Ohio, which has executed 53/54 condemned inmates since resuming capital punishment in 1999, has 26 more executions scheduled through 2020.
In 2014, a 22-member task force convened by the Ohio Supreme Court called for a sweeping overhaul in how the death penalty is applied in Ohio. The group, made up of judges, prosecutors, defense attorneys, academics and others, made 56 recommendations, including eliminating some crimes from being eligible for a capital sentence, requiring strong evidence such as DNA or videotaped confessions in capital cases, and banning the execution of prisoners who suffered from serious mental illness at the time of the crime or at the time of the execution.
In the three years since the report, very few of the recommendations have been implemented.
Six in 10 Americans still support the death penalty for convicted murderers, down from 80 percent support in 1994, according to Gallup Poll. Opposition to capital punishment has climbed to 37 percent, up from 16 percent in 1994, the poll found. The number of executions nationwide has tapered off since peaking at 98 in 1999 to 20 in 2016, according to the Death Penalty Information Center.
Capital punishment laws are in place in 31 states.

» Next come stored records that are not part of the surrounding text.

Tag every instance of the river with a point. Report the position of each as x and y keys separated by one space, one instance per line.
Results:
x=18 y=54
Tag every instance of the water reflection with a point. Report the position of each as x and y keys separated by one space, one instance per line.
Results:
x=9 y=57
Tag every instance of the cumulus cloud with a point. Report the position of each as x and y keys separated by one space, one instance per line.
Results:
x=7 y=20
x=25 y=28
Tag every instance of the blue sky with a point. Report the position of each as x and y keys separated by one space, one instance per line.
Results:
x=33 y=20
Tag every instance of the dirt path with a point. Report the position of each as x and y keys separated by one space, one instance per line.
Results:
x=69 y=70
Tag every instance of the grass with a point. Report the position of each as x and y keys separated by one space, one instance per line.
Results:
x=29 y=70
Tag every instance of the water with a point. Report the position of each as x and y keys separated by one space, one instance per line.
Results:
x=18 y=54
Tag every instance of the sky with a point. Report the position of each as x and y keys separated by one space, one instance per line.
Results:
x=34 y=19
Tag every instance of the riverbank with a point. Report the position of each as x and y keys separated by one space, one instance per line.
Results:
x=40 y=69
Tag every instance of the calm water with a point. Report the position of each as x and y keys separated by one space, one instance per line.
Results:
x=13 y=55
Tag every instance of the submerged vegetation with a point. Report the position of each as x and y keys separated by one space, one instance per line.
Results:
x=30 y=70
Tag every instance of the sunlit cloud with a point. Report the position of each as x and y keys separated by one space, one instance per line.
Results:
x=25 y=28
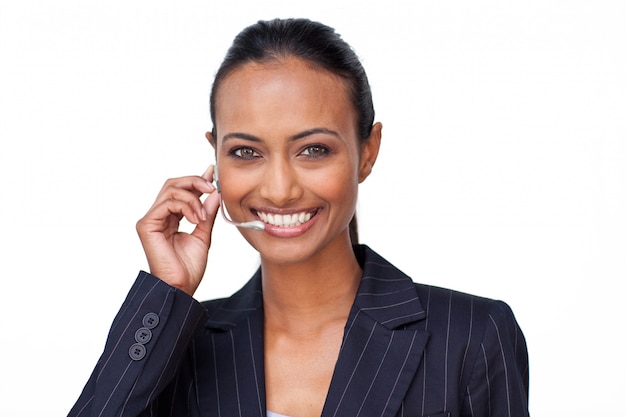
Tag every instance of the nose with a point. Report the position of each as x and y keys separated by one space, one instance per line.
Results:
x=280 y=184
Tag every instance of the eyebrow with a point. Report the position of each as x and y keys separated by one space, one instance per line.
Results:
x=297 y=136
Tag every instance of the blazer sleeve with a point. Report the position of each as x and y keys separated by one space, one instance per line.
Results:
x=498 y=385
x=145 y=345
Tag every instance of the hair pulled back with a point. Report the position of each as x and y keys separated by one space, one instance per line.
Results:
x=314 y=42
x=320 y=45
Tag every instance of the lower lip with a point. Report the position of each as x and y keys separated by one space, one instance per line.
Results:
x=290 y=232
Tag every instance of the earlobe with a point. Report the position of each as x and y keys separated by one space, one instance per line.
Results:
x=369 y=151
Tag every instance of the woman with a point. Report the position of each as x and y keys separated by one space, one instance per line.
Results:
x=324 y=327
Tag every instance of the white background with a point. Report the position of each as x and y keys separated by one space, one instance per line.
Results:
x=502 y=170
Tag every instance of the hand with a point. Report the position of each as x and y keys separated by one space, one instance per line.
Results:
x=176 y=257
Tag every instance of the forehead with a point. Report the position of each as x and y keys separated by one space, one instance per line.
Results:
x=288 y=91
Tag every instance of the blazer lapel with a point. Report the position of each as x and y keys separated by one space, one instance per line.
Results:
x=379 y=355
x=235 y=381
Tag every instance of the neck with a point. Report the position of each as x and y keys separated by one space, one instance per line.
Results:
x=310 y=295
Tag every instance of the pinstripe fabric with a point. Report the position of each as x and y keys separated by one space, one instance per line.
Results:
x=408 y=350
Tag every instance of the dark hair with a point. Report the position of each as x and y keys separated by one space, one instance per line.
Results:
x=311 y=41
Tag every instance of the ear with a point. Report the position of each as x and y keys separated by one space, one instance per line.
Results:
x=211 y=139
x=369 y=151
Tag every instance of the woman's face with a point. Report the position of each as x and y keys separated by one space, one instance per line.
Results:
x=288 y=154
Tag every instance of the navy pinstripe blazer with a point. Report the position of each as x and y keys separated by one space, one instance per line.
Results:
x=408 y=350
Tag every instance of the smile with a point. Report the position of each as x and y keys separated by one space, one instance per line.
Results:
x=286 y=220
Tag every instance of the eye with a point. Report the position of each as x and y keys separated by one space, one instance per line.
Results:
x=315 y=151
x=244 y=153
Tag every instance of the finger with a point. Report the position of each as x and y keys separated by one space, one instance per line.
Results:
x=190 y=197
x=208 y=173
x=160 y=215
x=204 y=228
x=194 y=184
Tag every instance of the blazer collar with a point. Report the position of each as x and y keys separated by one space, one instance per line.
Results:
x=385 y=294
x=380 y=352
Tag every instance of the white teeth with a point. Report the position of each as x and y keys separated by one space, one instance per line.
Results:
x=285 y=220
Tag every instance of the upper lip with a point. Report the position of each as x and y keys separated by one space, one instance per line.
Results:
x=290 y=217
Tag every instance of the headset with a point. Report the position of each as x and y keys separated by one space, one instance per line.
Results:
x=253 y=225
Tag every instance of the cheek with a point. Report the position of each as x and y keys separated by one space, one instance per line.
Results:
x=340 y=185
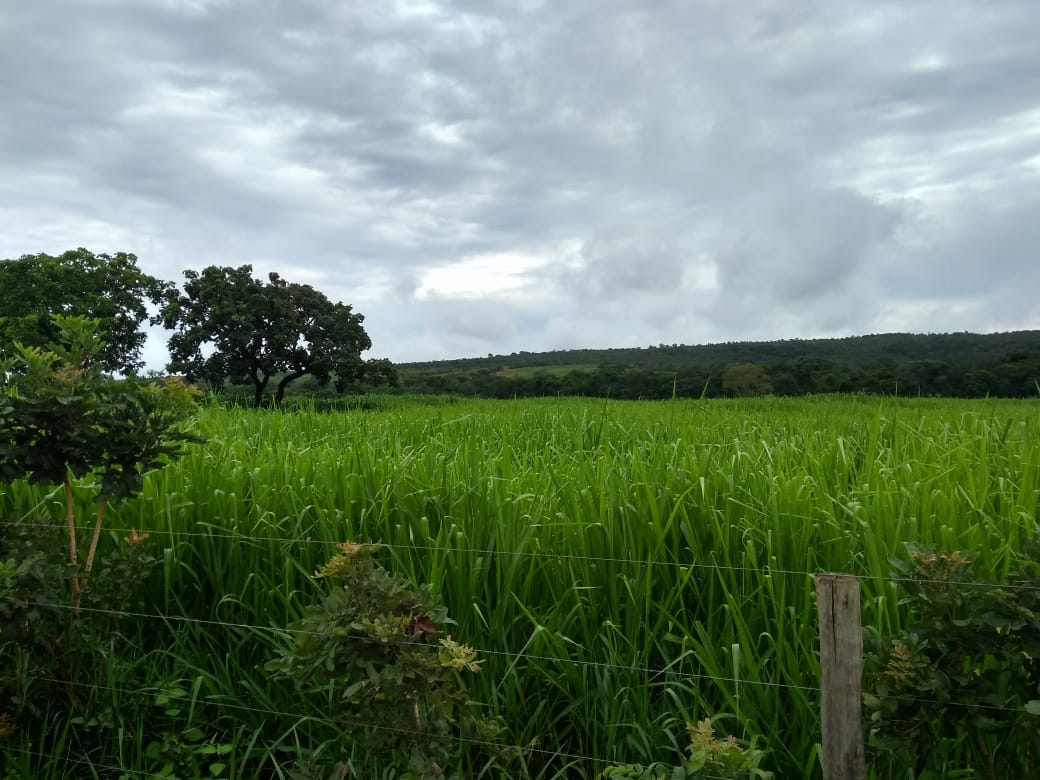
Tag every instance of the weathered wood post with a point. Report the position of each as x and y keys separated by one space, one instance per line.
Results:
x=840 y=676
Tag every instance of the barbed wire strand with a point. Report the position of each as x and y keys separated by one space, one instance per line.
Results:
x=763 y=571
x=479 y=651
x=530 y=749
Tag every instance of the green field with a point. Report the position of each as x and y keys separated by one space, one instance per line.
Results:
x=624 y=568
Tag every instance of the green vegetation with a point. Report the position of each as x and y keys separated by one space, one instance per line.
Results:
x=109 y=288
x=623 y=570
x=959 y=364
x=230 y=326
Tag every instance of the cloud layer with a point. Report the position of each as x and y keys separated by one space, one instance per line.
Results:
x=481 y=176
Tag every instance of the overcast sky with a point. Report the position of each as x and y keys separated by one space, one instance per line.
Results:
x=490 y=176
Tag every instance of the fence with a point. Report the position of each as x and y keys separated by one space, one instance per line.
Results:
x=840 y=664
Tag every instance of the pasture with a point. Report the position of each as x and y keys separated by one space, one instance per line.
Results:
x=623 y=568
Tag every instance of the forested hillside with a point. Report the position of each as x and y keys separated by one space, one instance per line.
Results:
x=959 y=364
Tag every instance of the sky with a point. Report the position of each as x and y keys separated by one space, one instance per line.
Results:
x=496 y=176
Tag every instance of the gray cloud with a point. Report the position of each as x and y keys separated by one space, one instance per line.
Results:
x=672 y=172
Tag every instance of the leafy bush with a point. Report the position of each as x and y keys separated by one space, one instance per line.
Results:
x=373 y=655
x=708 y=757
x=958 y=690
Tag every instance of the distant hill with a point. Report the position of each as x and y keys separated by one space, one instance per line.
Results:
x=964 y=364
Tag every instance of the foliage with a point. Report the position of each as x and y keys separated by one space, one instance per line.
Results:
x=48 y=655
x=746 y=379
x=959 y=687
x=621 y=567
x=708 y=757
x=231 y=326
x=961 y=365
x=377 y=652
x=109 y=288
x=61 y=417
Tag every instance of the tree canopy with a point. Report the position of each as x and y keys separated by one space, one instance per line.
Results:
x=109 y=288
x=232 y=326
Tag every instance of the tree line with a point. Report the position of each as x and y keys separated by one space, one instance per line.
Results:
x=972 y=372
x=228 y=327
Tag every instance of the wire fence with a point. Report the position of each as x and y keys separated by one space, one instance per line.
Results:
x=652 y=673
x=680 y=565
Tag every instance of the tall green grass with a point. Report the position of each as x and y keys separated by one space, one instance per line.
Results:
x=625 y=567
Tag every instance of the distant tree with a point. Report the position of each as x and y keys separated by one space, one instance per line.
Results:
x=231 y=326
x=109 y=288
x=746 y=379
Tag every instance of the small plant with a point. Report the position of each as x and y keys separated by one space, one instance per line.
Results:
x=958 y=690
x=62 y=418
x=708 y=756
x=375 y=655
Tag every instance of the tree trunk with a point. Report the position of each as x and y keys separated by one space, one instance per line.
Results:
x=259 y=386
x=280 y=393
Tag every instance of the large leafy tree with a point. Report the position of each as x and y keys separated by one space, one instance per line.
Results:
x=232 y=326
x=109 y=288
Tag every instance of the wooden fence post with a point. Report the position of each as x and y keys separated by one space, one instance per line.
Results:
x=840 y=676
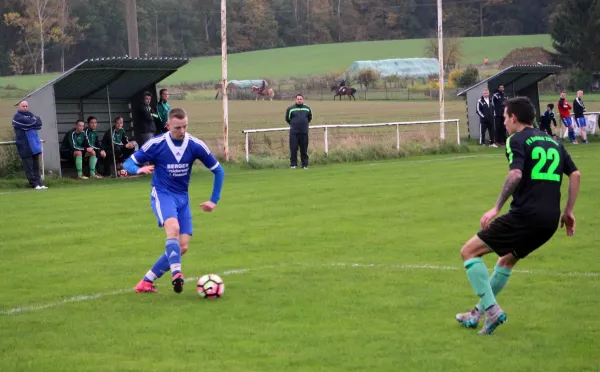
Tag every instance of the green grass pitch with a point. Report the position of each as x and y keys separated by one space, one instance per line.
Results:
x=350 y=267
x=316 y=59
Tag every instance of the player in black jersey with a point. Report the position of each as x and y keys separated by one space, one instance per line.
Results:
x=537 y=163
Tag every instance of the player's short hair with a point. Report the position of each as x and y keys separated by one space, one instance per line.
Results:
x=522 y=108
x=177 y=113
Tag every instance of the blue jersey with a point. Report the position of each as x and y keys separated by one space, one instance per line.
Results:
x=173 y=161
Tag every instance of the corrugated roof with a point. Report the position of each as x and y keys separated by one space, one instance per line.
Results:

Here’s Phillips’ final statement before his execution:
To the Evans family, I’m sorry you had to live so long with my evil actions. All those years I prayed you’d forgive me and find it in your heart to forgive me and have mercy on me.
Sheila Marie did not deserve what I did to her. I know she is with the Lord and she suffers no more. I’m sorry to each and every one of you that you lived with this pain all those years.
To my family, thank you for your support and faithfulness. Glory be to the lamb.
Amen. I love you all and God bless you. Thank you.